A Hollywood director has been sent to prison for one of the more extravagant frauds the streaming era has produced: taking millions from Netflix to finish a show, and spending it instead on a fleet of Rolls-Royces and a pair of mattresses that cost more than most homes.
The sentence
Carl Erik Rinsch, known for directing the 2013 film "47 Ronin," was sentenced to 30 months in federal prison by Judge Jed Rakoff in Manhattan on Monday, CBS News reported. The term was half the five years prosecutors had sought. Rinsch was also ordered to repay about $11 million to Netflix and to serve a period of supervised release, and is due to report to prison on September 1.
How it unfolded
Netflix had backed Rinsch's ambitious sci-fi series, titled "White Horse" and later "Conquest," committing tens of millions of dollars after outbidding rival studios, Fortune reported. After paying roughly $44 million in 2018 and 2019, the company advanced a further $11 million in 2020 when Rinsch said he needed it to complete production.
He never did. Instead, prosecutors showed, Rinsch moved the money into a personal brokerage account and lost more than half of it on speculative options and cryptocurrency bets within months. What remained funded a startling spending spree: five Rolls-Royces and a Ferrari, hundreds of thousands of dollars in watches, clothing and luxury bedding, and two handcrafted Swedish mattresses that together cost more than $650,000.
Convicted, then leniency
A Manhattan jury convicted Rinsch of wire fraud and money laundering in December, Variety reported. He did not seriously dispute the underlying facts; his lawyers argued that an untreated mental-health condition had impaired his judgment during the production, and that he had since sought treatment. The actor Keanu Reeves, a former collaborator, wrote to the court describing earlier, rejected attempts to help him. "I made a mistake," Rinsch told the judge before sentencing.
A cautionary tale
The case is also a postscript to streaming's age of excess.
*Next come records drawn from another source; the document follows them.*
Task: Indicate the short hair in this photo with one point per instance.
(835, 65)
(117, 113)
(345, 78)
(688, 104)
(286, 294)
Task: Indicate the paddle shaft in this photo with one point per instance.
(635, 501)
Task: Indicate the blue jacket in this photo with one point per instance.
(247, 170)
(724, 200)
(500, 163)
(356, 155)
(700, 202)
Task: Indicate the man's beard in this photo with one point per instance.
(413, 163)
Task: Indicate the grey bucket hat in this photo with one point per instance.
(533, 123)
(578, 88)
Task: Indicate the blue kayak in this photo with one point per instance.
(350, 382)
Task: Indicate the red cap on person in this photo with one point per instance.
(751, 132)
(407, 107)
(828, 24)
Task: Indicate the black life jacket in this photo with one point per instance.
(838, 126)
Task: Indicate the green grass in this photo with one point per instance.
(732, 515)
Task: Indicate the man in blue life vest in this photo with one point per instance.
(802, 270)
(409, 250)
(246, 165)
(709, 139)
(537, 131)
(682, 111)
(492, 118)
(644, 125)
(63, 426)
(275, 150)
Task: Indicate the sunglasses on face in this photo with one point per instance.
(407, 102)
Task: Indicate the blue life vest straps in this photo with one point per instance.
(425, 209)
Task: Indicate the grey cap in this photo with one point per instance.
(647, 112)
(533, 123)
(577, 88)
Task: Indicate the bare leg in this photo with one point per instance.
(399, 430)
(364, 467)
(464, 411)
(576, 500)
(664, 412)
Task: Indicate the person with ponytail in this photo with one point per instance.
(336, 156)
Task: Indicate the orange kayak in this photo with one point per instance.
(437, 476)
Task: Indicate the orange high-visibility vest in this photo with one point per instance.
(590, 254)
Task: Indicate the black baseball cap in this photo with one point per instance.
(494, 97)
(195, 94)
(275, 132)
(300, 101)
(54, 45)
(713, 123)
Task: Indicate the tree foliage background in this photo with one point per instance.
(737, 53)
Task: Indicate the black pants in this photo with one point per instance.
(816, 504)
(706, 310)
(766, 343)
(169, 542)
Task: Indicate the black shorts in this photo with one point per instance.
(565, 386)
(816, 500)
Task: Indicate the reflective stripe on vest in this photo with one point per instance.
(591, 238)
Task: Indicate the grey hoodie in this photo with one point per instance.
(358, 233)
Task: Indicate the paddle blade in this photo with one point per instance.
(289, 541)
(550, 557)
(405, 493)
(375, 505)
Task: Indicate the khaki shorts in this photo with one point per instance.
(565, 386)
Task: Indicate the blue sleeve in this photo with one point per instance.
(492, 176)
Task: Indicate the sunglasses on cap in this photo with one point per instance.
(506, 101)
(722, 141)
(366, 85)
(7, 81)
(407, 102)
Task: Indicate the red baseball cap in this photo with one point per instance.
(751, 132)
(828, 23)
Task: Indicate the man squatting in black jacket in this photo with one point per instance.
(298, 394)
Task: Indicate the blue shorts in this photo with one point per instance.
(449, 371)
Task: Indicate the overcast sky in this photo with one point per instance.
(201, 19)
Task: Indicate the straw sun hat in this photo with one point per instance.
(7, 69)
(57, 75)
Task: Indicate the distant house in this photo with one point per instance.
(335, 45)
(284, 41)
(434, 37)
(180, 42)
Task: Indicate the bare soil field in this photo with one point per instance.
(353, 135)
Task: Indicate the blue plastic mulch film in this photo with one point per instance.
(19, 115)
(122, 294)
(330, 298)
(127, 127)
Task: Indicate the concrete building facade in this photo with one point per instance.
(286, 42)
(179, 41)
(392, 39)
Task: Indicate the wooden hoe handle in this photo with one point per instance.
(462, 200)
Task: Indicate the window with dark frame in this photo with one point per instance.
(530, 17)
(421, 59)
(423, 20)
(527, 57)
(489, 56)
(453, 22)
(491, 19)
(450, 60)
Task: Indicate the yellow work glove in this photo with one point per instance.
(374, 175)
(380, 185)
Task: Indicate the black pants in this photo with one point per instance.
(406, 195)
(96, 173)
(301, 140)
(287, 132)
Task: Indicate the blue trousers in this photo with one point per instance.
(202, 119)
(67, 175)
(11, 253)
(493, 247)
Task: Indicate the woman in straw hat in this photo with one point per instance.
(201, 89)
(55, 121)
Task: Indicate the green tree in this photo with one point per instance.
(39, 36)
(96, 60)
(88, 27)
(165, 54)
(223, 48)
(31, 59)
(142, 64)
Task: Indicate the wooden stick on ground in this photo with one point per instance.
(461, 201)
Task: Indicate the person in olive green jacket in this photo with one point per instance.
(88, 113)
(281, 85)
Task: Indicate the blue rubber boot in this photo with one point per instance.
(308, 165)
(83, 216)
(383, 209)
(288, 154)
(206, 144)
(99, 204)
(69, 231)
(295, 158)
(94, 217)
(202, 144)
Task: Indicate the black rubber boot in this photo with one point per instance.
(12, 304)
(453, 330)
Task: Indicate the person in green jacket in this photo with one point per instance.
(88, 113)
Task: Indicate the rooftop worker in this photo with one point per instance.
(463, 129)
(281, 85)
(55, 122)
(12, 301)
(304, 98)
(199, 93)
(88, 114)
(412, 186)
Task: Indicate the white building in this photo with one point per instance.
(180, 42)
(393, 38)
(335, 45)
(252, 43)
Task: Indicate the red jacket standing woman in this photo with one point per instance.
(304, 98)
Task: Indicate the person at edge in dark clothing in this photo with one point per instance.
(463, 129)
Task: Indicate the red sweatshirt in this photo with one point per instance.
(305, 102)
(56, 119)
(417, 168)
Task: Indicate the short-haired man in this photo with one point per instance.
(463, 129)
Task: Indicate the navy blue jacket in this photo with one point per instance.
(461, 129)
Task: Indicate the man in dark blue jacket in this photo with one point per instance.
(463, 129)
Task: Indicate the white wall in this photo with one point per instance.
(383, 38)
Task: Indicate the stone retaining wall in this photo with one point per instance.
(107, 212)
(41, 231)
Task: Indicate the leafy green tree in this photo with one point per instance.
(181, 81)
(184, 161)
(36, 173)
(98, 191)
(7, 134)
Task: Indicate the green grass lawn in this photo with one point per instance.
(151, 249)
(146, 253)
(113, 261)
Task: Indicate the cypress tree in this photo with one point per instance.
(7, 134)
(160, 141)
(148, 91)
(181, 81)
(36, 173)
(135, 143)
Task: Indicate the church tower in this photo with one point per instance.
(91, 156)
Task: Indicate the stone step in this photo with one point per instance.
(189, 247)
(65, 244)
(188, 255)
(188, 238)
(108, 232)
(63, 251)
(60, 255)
In a period when platforms poured enormous sums into a race for content and subscribers, oversight did not always keep pace — and, before his fraud unraveled, Rinsch had even sued Netflix for more than $14 million he claimed he was owed, losing in arbitration. For an industry that has since pivoted from volume to discipline, the spectacle of $11 million vanishing into crypto trades and a Ferrari is an awkward reminder of how loosely some of that money was watched.